Subdomains That Matter
For SEO deduplication, root domains are usually best. For security review, app inventory, or hosting analysis, you may need to preserve full hostnames such as api.example.com.
Malformed URLs
Real datasets often include missing protocols, trailing punctuation, copied email text, or markdown links. A good extractor should handle plain domains and URLs embedded in text, not only perfectly formatted links.
Try the Free URL to Domain Tool
Paste full URLs below and convert them into normalized root domains. The tool works in your browser and supports bulk input.
Frequently Asked Questions
What is the difference between a hostname and a root domain?
A hostname can include subdomains, such as blog.example.com.
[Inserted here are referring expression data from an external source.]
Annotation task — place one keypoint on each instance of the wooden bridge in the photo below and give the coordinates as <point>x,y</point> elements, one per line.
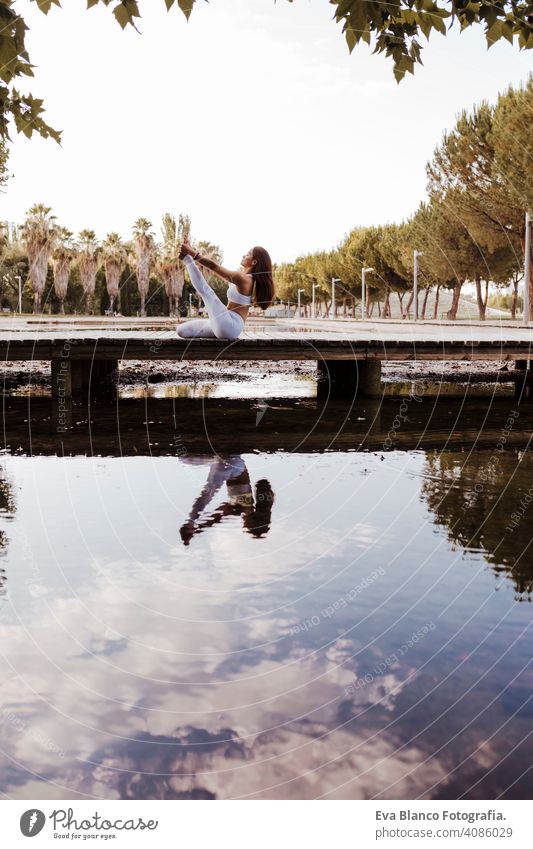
<point>84,353</point>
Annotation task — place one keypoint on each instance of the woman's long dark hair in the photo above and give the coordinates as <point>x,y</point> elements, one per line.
<point>263,291</point>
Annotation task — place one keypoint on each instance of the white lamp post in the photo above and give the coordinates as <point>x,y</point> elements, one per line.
<point>333,302</point>
<point>416,254</point>
<point>20,293</point>
<point>313,305</point>
<point>527,268</point>
<point>363,291</point>
<point>299,306</point>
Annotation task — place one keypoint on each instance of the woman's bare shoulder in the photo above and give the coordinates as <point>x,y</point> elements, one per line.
<point>244,282</point>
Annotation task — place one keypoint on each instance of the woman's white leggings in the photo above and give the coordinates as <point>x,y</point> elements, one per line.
<point>222,322</point>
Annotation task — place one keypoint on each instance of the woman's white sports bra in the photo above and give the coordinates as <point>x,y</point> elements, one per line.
<point>237,297</point>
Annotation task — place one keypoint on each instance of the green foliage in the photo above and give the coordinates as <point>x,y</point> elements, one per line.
<point>4,172</point>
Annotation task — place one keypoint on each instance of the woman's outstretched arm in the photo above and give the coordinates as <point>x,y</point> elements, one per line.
<point>219,270</point>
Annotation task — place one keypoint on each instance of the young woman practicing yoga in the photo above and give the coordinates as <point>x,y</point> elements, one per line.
<point>254,285</point>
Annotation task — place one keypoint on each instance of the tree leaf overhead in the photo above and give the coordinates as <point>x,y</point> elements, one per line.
<point>394,28</point>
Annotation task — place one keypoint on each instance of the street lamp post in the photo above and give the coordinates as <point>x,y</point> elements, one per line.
<point>299,306</point>
<point>416,254</point>
<point>20,293</point>
<point>333,301</point>
<point>363,291</point>
<point>527,268</point>
<point>313,304</point>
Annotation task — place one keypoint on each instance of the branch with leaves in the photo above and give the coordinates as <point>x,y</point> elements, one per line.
<point>394,28</point>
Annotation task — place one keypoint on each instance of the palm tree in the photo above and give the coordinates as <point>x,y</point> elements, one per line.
<point>62,258</point>
<point>89,261</point>
<point>114,257</point>
<point>169,265</point>
<point>144,246</point>
<point>38,233</point>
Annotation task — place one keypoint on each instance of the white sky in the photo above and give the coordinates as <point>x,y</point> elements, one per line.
<point>253,118</point>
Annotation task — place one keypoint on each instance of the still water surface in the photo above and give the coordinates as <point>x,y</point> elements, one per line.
<point>259,624</point>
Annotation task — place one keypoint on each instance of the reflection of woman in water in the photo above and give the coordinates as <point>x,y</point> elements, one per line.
<point>255,510</point>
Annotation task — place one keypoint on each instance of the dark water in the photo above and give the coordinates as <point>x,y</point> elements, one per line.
<point>269,599</point>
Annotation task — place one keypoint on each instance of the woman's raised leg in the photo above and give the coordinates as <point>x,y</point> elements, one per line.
<point>226,324</point>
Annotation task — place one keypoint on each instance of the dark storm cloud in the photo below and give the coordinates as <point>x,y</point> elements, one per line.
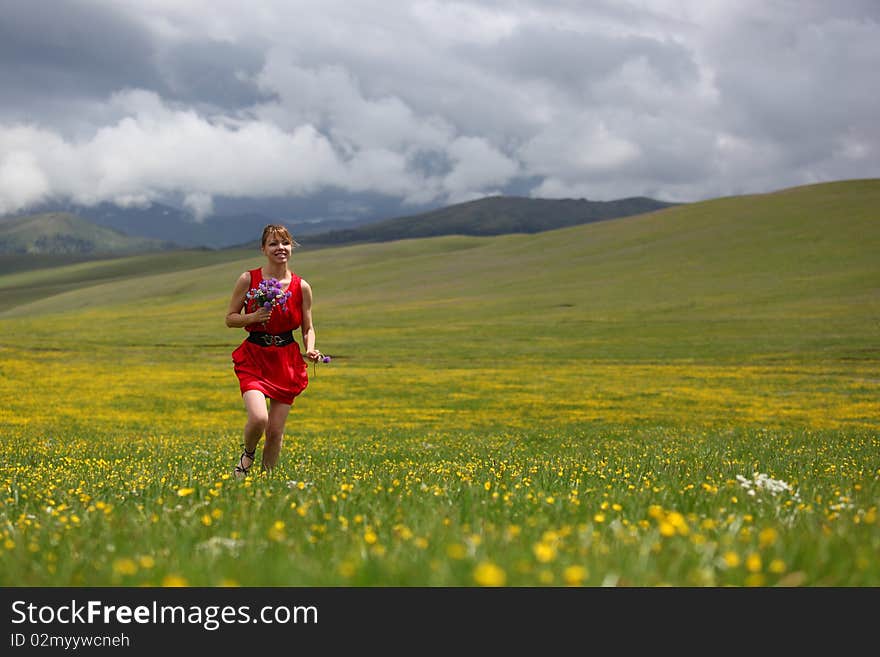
<point>69,50</point>
<point>433,101</point>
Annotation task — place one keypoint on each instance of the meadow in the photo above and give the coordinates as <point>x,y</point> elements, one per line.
<point>685,398</point>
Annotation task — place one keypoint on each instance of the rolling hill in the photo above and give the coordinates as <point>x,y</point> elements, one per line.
<point>768,277</point>
<point>494,215</point>
<point>63,233</point>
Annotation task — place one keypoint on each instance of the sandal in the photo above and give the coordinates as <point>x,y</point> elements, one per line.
<point>240,470</point>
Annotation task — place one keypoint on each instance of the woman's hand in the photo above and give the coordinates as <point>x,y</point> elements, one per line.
<point>261,315</point>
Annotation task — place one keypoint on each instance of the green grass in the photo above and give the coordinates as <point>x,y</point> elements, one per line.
<point>571,407</point>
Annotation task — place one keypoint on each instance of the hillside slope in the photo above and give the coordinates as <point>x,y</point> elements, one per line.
<point>63,233</point>
<point>786,275</point>
<point>495,215</point>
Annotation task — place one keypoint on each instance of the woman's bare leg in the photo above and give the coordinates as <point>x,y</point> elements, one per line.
<point>257,421</point>
<point>274,433</point>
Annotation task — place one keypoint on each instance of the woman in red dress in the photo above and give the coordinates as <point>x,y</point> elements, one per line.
<point>268,362</point>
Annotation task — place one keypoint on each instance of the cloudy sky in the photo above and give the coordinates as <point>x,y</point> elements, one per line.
<point>430,102</point>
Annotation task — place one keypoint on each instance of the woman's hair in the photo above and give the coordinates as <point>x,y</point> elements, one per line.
<point>279,231</point>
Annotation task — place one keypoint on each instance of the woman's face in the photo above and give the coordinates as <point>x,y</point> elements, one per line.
<point>277,249</point>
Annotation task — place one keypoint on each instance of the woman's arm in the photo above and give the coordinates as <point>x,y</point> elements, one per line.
<point>307,326</point>
<point>235,317</point>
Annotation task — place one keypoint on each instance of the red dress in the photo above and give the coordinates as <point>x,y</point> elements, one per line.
<point>280,373</point>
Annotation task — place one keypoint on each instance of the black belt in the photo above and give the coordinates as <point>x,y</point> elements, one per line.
<point>270,339</point>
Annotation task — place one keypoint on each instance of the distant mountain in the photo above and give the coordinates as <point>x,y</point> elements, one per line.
<point>64,233</point>
<point>495,215</point>
<point>160,224</point>
<point>166,223</point>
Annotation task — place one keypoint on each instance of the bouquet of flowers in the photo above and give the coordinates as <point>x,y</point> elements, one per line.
<point>268,294</point>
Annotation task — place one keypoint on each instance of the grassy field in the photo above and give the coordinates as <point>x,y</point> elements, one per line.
<point>687,398</point>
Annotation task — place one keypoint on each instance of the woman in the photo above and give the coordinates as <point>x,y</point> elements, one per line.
<point>268,362</point>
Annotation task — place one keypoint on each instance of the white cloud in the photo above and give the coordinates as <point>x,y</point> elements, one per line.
<point>433,101</point>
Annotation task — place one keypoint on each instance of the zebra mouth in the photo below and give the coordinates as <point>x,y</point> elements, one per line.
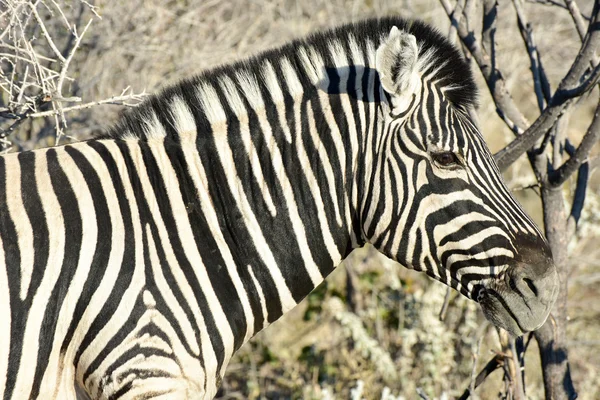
<point>497,312</point>
<point>508,309</point>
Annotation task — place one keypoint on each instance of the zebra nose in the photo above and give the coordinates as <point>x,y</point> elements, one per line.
<point>534,282</point>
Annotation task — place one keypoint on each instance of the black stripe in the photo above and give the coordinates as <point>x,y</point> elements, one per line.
<point>73,241</point>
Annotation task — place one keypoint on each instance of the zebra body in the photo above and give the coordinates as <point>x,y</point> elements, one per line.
<point>135,265</point>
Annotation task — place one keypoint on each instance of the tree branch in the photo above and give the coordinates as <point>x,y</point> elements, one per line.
<point>540,81</point>
<point>552,357</point>
<point>591,137</point>
<point>496,362</point>
<point>506,107</point>
<point>559,101</point>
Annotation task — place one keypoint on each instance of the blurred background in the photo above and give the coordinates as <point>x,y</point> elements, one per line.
<point>374,329</point>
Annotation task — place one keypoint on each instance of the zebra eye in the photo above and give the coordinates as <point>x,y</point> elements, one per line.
<point>446,159</point>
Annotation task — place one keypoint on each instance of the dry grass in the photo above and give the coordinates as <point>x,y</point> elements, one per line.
<point>318,351</point>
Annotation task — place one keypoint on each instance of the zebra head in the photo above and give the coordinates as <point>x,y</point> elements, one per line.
<point>439,182</point>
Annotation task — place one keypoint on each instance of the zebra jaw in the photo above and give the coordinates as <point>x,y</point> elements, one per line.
<point>519,301</point>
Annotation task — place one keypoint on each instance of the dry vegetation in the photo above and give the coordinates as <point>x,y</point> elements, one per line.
<point>373,330</point>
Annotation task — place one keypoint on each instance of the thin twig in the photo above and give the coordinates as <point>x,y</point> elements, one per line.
<point>496,362</point>
<point>67,61</point>
<point>45,32</point>
<point>559,102</point>
<point>115,100</point>
<point>592,135</point>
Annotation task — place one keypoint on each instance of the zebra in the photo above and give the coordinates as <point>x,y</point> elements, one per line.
<point>135,264</point>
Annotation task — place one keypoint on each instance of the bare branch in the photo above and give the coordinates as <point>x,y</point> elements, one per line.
<point>456,16</point>
<point>506,107</point>
<point>560,101</point>
<point>496,362</point>
<point>45,31</point>
<point>122,100</point>
<point>540,81</point>
<point>557,384</point>
<point>558,177</point>
<point>67,61</point>
<point>577,17</point>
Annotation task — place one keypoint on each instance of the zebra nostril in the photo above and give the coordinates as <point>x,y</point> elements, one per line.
<point>531,286</point>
The root domain is the registered domain, such as example.com.
Does normalization remove tracking parameters?
Yes. Since root domain extraction only keeps the domain, query strings such as utm_source, fbclid, and other tracking parameters are removed.
Is root domain normalization safe for all use cases?
It is ideal for deduplication, SEO reporting, and prospect lists. If your workflow depends on individual hosts or subdomains, keep a hostname column alongside the root domain column.